ITEM 5. OTHER INFORMATION

     Mr. Brad S. Mattson resigned his position as a member of the Company's
board of directors, effective April 26, 2000.


ITEM 6. EXHIBITS AND REPORTS ON FORM 8-K

     (a) Exhibits

            27  Financial Data Schedule


     (b) Reports on Form 8-K

            None.











                                       15
<PAGE>



                                   SIGNATURES


     Pursuant to the requirements of the Securities Exchange Act of 1934, the
Registrant has duly caused this report to be signed on its behalf by the
undersigned, thereunto duly authorized.


 Dated:  June 14, 2000



                                 CFM Technologies, Inc.
                                            (Registrant)

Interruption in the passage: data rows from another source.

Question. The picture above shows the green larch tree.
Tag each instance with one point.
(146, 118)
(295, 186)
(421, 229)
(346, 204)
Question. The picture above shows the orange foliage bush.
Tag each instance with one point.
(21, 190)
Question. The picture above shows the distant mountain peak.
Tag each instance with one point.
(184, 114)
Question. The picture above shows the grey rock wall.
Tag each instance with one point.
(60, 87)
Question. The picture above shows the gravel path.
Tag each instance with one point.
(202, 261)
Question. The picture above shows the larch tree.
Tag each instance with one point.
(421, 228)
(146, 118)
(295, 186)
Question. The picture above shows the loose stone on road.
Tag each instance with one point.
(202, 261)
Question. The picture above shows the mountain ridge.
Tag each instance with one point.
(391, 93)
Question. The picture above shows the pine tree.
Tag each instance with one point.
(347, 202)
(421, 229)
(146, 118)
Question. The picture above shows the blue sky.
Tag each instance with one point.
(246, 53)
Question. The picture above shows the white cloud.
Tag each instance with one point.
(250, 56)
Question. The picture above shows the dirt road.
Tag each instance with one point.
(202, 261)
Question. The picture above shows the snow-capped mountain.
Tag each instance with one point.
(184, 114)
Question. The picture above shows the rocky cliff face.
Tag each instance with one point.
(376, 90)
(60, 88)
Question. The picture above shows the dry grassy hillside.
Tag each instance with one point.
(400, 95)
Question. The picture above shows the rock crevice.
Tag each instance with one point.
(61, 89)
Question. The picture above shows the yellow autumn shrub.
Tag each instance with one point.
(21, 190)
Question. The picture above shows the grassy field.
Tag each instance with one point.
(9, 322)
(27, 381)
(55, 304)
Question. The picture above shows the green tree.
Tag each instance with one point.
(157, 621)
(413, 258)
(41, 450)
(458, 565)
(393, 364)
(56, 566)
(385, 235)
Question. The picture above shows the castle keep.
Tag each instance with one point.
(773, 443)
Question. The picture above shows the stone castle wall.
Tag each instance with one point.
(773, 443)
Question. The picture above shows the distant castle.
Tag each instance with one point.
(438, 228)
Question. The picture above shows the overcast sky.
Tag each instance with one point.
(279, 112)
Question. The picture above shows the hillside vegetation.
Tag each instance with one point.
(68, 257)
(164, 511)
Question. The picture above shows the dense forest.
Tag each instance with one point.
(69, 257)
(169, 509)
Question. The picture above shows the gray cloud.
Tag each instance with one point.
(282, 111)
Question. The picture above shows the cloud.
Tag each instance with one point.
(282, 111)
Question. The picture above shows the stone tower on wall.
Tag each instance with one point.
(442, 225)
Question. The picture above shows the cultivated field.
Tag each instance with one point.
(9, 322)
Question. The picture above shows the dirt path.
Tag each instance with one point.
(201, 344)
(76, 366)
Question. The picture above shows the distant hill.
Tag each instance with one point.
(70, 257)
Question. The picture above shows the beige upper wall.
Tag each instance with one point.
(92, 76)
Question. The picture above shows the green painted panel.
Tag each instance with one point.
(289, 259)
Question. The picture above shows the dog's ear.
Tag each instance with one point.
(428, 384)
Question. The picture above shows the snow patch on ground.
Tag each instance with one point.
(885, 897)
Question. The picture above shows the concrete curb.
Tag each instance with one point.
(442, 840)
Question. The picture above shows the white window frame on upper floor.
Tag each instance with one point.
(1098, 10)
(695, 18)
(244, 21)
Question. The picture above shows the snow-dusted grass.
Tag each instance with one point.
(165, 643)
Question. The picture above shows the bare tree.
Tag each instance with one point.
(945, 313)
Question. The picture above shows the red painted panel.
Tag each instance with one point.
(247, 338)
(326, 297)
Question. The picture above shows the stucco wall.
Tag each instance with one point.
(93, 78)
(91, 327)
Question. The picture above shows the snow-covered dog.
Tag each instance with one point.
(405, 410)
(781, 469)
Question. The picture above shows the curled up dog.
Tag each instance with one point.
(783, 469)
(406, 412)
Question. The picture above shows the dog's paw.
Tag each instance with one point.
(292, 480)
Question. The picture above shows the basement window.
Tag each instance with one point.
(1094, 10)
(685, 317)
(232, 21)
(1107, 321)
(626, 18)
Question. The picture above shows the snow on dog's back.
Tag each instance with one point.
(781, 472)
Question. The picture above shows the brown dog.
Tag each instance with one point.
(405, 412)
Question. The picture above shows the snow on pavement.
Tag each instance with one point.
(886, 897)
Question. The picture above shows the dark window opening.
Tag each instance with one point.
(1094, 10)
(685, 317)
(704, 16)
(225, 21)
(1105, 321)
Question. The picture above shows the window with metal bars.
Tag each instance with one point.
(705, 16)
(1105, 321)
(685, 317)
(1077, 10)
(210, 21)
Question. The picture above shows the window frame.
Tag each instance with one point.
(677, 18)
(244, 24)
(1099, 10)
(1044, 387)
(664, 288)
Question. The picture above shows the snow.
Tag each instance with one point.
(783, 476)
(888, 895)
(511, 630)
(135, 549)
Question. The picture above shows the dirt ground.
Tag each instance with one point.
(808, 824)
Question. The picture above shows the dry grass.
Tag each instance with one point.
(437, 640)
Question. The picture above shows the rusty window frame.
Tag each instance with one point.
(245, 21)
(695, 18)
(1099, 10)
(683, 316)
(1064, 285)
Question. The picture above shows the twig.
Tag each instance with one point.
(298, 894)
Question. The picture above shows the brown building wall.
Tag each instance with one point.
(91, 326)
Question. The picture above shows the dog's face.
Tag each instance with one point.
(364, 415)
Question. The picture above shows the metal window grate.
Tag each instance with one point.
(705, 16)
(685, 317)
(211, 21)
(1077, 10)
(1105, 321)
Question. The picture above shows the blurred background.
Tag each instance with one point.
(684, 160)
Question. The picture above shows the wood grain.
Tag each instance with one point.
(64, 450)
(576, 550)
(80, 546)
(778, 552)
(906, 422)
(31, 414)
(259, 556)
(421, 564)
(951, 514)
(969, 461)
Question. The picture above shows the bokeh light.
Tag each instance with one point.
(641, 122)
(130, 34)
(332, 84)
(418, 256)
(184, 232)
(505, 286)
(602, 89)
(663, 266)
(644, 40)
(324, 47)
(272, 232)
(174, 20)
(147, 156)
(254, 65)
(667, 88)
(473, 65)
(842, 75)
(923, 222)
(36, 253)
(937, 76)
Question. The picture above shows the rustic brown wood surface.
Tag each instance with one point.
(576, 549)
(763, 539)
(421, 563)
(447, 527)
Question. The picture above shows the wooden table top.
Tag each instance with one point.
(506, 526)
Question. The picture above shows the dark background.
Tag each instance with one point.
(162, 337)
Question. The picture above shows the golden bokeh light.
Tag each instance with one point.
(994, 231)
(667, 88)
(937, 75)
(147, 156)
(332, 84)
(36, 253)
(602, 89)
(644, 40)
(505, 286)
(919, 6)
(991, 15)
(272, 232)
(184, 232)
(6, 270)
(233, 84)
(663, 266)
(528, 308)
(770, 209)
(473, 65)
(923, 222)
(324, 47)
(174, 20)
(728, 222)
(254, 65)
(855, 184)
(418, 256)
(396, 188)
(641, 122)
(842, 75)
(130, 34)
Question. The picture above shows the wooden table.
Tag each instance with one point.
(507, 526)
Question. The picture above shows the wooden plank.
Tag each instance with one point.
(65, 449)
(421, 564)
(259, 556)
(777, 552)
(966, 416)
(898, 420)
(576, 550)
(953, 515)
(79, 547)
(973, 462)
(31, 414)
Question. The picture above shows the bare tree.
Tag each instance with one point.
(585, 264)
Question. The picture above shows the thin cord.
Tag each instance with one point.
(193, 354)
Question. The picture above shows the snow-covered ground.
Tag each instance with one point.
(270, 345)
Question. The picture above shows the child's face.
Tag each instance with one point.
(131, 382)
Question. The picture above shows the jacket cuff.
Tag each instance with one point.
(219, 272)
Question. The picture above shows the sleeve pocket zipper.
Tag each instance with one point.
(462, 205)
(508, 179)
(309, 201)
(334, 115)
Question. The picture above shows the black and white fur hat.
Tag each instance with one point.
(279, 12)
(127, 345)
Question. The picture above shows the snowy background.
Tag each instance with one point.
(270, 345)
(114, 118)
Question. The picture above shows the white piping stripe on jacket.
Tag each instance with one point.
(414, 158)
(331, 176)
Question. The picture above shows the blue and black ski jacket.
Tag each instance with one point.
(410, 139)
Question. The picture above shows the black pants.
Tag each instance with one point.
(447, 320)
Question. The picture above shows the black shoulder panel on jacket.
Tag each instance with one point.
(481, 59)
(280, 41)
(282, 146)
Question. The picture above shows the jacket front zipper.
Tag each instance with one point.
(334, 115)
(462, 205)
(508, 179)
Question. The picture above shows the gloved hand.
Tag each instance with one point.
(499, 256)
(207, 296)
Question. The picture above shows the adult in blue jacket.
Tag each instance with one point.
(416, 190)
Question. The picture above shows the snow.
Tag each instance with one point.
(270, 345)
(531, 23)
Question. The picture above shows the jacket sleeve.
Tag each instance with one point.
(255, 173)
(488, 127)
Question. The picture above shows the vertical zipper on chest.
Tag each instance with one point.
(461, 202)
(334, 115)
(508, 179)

                             By: /s/ ROGER A. CAROLIN
                                     -----------------------------------
                                     Roger A. Carolin
                                     Chief Executive Officer



                             By: /s/ LORIN J. RANDALL
                                     -----------------------------------
                                     Lorin J. Randall
                                     Chief Financial Officer









                                       16
<PAGE>



                                  EXHIBIT INDEX


EXHIBIT
-------

 27          Financial Data Schedule.